FIG. 2 shows a block diagram of a typical input signal generation system 20. When the attitude of a sensing device (s) 22, 24 changes, which is to say that, the sensing device (s) 22, 24 rotates about at least one of its X-, Y-, and Z-axes, the sensing device (s) 22, 24 generates an output signal that is proportional to the measured magnetic field strengths M _x , M _y , and M _z and to the accelerations A _x , A _y , and A _z . Typically, a magnetic field sensor 22 senses M _x , M _y , M _z and an accelerometer 24 senses A _x , A _y , A ₂ .

The six magnetic field strength and acceleration parameters are transmitted to a processing unit 25, which can be integrated into one or more of the sensing devices 22, 24 or which can be a separate, local or remote electronic device. The processing unit 25 includes signal and data processing units to process the measured parameter data. For example, the processing unit 25 can include an analog-to-digital (A/D) converter 26 for A/D conversion, a data processing unit 28 for processing data, and the like.

More specifically, the data processing unit 28 can be adapted to use equations (1), (2), (3), and (4) above, to calculate attitude angles, α, φ, θ, and angular velocities, ω _x , ω _y , (D ₂ . These data can then be input into a translator unit 29 that is adapted to translate the data into an input signal 27. The translated input signal 27 is then transmitted to an electronic processing device 21 that includes an application or driver program for manipulating the translated attitude angle and angular velocity data into motion status. Even in conditions of non-zero gravity, roll and pitch and roll and pitch angular rotation can be calculated using the tilt of the accelerometer in X- and Y-directions and using Equations (1) and (2) above.

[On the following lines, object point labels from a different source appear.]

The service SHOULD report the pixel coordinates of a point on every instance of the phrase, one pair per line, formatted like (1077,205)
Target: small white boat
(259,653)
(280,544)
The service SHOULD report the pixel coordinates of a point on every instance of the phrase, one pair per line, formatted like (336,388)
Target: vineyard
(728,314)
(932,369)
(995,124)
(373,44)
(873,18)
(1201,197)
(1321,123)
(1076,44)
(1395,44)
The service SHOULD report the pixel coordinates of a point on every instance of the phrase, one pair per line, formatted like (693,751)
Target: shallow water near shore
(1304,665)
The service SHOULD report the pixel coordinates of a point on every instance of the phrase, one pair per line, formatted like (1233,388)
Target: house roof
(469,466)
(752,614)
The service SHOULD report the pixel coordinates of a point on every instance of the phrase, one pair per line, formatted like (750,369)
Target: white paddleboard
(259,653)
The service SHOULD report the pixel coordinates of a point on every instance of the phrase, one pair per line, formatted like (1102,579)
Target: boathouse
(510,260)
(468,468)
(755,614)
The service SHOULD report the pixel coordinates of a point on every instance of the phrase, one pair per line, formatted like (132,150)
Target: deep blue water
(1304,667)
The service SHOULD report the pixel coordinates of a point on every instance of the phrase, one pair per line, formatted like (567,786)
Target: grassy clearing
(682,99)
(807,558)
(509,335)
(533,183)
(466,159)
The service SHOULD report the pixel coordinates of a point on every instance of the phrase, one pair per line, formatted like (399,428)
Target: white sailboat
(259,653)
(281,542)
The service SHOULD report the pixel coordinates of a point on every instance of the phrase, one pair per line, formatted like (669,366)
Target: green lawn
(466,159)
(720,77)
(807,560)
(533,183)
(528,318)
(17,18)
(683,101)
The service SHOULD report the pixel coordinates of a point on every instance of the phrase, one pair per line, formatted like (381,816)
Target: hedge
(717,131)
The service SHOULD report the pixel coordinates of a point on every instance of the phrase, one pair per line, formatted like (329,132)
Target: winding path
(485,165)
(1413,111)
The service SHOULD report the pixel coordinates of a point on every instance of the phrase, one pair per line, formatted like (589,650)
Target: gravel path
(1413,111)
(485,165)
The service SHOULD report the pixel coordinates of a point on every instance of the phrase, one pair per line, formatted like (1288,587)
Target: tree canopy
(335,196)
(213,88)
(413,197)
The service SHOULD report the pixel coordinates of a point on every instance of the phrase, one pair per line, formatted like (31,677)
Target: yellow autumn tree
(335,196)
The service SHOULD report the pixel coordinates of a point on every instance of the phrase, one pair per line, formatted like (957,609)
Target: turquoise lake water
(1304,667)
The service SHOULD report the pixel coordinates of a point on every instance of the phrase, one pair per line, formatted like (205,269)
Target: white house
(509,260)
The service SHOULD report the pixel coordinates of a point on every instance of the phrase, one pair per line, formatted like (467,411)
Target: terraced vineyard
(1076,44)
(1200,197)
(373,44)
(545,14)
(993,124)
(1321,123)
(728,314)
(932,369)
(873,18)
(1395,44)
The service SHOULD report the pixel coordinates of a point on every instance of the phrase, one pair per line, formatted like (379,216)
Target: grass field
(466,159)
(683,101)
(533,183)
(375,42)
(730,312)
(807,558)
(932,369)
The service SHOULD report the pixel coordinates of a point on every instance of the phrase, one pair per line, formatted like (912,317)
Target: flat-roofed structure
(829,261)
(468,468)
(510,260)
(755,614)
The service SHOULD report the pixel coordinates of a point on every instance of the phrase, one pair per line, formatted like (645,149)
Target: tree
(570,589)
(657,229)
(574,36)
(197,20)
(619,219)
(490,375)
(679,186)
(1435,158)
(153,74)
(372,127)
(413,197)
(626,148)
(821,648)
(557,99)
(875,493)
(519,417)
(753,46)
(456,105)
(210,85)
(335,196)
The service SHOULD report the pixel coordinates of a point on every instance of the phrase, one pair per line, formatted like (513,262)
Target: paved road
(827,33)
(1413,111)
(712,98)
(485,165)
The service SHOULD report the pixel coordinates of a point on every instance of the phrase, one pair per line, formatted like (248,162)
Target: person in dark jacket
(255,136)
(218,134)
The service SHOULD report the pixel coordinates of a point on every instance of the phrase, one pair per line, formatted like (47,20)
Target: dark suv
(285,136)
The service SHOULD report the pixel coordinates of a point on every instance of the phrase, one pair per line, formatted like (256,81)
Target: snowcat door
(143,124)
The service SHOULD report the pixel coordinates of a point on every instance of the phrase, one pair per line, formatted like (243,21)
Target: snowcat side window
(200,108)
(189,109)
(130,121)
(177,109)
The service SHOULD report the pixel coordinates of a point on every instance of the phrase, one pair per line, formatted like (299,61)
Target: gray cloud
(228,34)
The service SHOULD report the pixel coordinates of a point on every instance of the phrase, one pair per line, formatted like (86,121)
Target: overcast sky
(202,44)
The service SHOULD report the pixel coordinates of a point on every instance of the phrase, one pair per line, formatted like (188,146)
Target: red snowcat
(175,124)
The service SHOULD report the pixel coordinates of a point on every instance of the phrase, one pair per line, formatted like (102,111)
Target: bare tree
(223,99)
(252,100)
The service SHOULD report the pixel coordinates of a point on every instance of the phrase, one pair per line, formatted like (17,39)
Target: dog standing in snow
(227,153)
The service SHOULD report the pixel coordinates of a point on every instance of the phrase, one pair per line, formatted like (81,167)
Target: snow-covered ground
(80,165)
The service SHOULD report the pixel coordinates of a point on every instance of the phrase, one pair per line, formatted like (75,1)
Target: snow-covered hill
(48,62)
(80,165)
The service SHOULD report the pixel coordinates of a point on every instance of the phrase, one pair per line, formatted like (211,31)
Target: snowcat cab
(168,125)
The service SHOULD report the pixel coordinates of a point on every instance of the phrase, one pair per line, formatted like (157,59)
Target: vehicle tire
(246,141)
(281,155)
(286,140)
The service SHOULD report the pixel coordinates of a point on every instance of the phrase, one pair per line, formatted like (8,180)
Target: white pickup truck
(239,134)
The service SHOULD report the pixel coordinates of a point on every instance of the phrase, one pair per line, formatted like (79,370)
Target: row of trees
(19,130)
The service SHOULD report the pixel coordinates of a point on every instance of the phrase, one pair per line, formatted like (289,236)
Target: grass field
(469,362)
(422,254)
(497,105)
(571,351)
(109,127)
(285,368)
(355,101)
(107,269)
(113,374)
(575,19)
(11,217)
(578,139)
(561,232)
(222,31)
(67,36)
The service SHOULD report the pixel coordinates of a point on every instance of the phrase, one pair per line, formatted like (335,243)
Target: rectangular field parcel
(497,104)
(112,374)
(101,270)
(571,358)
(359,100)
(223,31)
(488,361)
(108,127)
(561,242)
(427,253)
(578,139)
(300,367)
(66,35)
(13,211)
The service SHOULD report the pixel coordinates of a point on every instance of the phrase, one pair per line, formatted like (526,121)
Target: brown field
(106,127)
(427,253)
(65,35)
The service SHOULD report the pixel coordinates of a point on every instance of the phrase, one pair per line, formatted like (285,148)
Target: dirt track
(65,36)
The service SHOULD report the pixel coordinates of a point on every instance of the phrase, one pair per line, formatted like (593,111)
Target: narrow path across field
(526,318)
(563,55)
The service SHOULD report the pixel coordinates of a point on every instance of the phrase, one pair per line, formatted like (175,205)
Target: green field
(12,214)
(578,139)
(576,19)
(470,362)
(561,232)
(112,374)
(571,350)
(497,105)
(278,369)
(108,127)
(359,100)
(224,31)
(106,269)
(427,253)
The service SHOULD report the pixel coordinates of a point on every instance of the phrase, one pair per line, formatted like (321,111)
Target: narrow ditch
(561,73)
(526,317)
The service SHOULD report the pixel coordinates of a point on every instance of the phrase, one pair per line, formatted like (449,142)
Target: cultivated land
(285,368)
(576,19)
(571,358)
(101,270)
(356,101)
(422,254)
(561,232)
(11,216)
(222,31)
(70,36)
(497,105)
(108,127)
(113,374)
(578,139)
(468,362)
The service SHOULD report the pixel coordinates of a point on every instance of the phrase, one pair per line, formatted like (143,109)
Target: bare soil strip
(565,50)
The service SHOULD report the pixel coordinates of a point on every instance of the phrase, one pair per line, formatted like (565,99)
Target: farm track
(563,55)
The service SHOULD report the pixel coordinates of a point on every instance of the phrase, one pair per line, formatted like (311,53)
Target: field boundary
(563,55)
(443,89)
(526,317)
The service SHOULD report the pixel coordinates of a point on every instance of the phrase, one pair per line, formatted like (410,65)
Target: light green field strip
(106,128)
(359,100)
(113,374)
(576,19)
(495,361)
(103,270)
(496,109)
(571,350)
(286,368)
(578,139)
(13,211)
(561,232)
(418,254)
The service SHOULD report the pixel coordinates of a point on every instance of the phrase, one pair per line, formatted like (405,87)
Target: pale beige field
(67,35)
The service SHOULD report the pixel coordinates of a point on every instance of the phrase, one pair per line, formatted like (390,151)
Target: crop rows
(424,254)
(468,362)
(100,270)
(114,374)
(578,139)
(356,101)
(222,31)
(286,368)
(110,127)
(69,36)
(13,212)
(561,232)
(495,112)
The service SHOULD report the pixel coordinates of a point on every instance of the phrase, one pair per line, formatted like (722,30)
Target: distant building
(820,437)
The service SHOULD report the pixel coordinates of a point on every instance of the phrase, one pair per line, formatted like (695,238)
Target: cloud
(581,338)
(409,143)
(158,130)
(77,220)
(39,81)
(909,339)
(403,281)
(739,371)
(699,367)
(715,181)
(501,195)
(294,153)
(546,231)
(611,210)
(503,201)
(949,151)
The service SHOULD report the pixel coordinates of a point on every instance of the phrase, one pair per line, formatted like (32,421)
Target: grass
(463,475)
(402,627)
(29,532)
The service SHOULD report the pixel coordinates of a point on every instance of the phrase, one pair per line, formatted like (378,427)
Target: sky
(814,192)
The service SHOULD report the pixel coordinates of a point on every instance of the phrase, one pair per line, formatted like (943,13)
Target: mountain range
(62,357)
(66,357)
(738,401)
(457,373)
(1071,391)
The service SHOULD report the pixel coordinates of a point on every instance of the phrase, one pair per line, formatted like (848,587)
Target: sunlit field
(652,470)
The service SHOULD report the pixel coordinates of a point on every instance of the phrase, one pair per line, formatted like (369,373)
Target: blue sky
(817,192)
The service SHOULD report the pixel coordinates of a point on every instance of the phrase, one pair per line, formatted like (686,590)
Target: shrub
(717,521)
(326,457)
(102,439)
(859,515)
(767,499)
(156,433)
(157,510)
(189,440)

Exemplary Uses of the Technology

An application of a magnetic compass in a cellular telephone 30 is shown in FIG. 3. For the purpose of this disclosure, the cellular telephone 30 is further adapted to execute a three- dimensional (3D) map program and to allow users to rotate the cellular telephone (and therefore the virtual map) about all three axes . Conventional cellular telephones with or without gyroscopes or magnetic field sensing would require at least six input devices, e.g., buttons, to accomplish the input signal generation: two buttons for X-axis rotation, two buttons for Y-axis rotation, and two buttons for Z-axis rotation.

With a magnetic compass as a magnetic field sensing device, however, direction-arrow buttons are not needed. More specifically, with a magnetic compass, as the cellular telephone 30 is rotated, the pitch, roll, and yaw (α, φ and θ) are obtained. These sensor signals can be processed to provide attitude angles (α, φ and θ) and angular velocities (ω _x/ ω _y/ ω _z ) . The attitude angles and angular velocities can be input into the translator 29, which translates the attitude angles and angular velocities into appropriate input signals 27 to the application program 21.

In short, input signal 27 generation does not require direction-arrow buttons; but, rather, one simply changes the attitude of the cellular telephone 30 to produce sensor signals, e.g., M _x , M _y/ M _z , A _x , A _y , and A _z . When the application program is a 3D map application, map rotation about three axes is possible. Advantageously, the panel surface area that would be needed for the conventional navigation buttons is not needed. Consequently, the surface area that otherwise would have been used for navigation buttons can be used for another purpose and/or the cellular telephone 30 can be made smaller.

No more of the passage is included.